Miss Margaret was a awful purty gal and come from somewhere away back East. She was setting at her hand-made desk as I come in, ducking my head so as not to bump it agen the top of the door and perlitely taking off my coonskin cap. She looked kinda tired and discouraged, and I said: "Has the young'uns been raisin' any hell today, Miss Margaret?"

"Oh, no," she said. "They're very polite--in fact I've noticed that Bear Creek people are always polite except when they're killing each other. I've finally gotten used to the boys wearing their bowie knives and pistols to school. But somehow it seems so futile. This is all so terribly different from everything to which I've always been accustomed. I get discouraged and feel like giving up."

"You'll git used to it," I consoled her. "It'll be a lot different once yo're married to some honest reliable young man."

She give me a startled look and said: "Married to someone here on Bear Creek?"

"Shore," I said, involuntarily expanding my chest under my buckskin shirt. "Everybody is just wonderin' when you'll set the date. But le's git at the lesson. I done learnt the words you writ out for me yesterday."
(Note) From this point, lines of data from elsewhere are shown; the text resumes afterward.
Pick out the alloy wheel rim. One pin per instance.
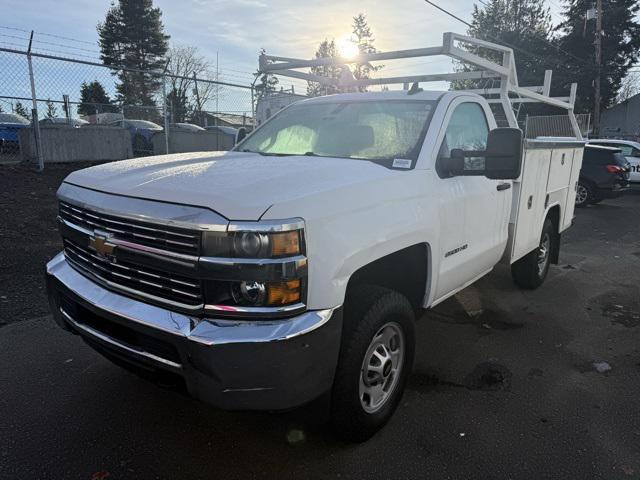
(381, 367)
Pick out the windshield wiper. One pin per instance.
(267, 154)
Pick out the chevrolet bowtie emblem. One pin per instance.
(100, 243)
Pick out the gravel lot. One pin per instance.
(28, 236)
(507, 384)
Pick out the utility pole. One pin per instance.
(598, 45)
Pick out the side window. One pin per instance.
(467, 130)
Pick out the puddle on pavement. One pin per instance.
(621, 314)
(486, 376)
(621, 306)
(489, 376)
(486, 319)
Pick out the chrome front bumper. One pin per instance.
(232, 364)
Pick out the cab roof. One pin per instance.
(428, 95)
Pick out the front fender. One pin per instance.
(351, 227)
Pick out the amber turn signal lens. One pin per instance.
(283, 293)
(285, 243)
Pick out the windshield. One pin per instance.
(13, 118)
(144, 124)
(366, 130)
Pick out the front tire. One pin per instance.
(531, 270)
(376, 357)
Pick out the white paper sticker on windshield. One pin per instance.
(401, 163)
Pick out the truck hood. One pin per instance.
(239, 186)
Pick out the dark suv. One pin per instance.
(604, 174)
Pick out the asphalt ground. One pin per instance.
(507, 384)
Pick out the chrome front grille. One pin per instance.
(170, 239)
(153, 284)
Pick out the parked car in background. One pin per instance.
(63, 122)
(186, 127)
(631, 151)
(141, 133)
(604, 174)
(10, 125)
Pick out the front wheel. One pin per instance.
(531, 270)
(584, 194)
(376, 357)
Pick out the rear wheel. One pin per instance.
(376, 357)
(531, 270)
(584, 194)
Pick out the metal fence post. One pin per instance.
(165, 112)
(34, 110)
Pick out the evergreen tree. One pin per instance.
(132, 37)
(94, 99)
(326, 49)
(21, 110)
(183, 63)
(364, 40)
(268, 82)
(620, 48)
(52, 110)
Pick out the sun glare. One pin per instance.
(347, 48)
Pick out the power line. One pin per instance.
(70, 47)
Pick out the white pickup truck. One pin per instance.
(294, 266)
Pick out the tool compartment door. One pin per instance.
(529, 203)
(550, 172)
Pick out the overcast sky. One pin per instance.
(237, 29)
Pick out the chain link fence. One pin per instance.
(58, 109)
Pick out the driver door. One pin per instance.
(474, 210)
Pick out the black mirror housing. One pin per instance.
(503, 160)
(502, 157)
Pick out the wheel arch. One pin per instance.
(406, 271)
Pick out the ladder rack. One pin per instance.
(508, 93)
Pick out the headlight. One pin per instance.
(253, 244)
(255, 268)
(266, 294)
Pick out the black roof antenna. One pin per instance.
(415, 88)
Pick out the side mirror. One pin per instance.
(242, 133)
(502, 157)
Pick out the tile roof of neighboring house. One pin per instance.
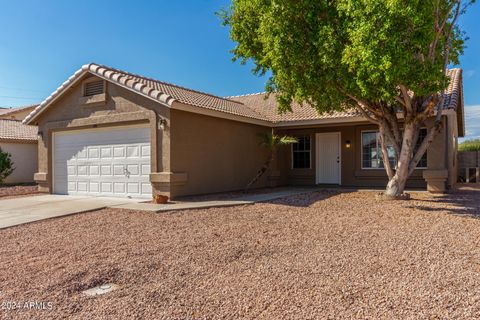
(16, 130)
(253, 106)
(267, 104)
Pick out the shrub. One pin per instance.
(6, 165)
(470, 145)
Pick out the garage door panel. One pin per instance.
(108, 163)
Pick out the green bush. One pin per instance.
(6, 165)
(470, 145)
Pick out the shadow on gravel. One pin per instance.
(305, 200)
(462, 201)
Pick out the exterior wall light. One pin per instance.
(162, 124)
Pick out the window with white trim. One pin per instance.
(301, 151)
(372, 151)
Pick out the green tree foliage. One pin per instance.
(6, 165)
(386, 58)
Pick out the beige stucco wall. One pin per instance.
(216, 154)
(120, 107)
(24, 157)
(199, 154)
(351, 166)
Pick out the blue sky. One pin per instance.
(183, 42)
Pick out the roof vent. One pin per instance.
(93, 88)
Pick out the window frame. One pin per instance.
(378, 146)
(292, 167)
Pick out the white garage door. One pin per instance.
(112, 162)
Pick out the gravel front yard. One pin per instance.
(321, 255)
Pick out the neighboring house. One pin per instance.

But she warn't listening, and she said: "Do you have any idea of why Mr. Joel Grimes and Mr. Esau Gordon quit calling on me? Until a few days ago one or the other was at Mr. Kirby's cabin where I board almost every night."

"Now don't you worry none about them," I soothed her. "Joel'll be about on crutches before the week's out, and Esau can already walk without bein' helped. I always handles my relatives as easy as possible."

"You fought with them?" she exclaimed.

"I just convinced 'em you didn't want to be bothered with 'em," I reassured her. "I'm easy-goin', but I don't like competition."

"Competition!" Her eyes flared wide open and she looked at me like she never seen me before. "Do you mean, that you--that I--that--"

"Well," I said modestly, "everybody on Bear Creek is just wonderin' when you're goin' to set the day for us to git hitched. You see gals don't stay single very long in these parts, and--hey, what's the matter?"

Because she was getting paler and paler like she'd et something which didn't agree with her.

"Nothing," she said faintly. "You--you mean people are expecting me to marry you?"

"Shore," I said.

She muttered something that sounded like "My God!" and licked her lips with her tongue and looked at me like she was about ready to faint. Well, it ain't every gal which has a chance to get hitched to Breckinridge Elkins, so I didn't blame her for being excited.

"You've been very kind to me, Breckinridge," she said feebly. "But I--this is so sudden--so unexpected--I never thought--I never dreamed--"

"I don't want to rush you," I said. "Take yore time. Next week will be soon enough. Anyway, I got to build us a cabin, and--"

Bang! went a gun, too loud for a Winchester.

"Elkins!" It was J. Pembroke yelling for me up the slope. "Elkins! Hurry!"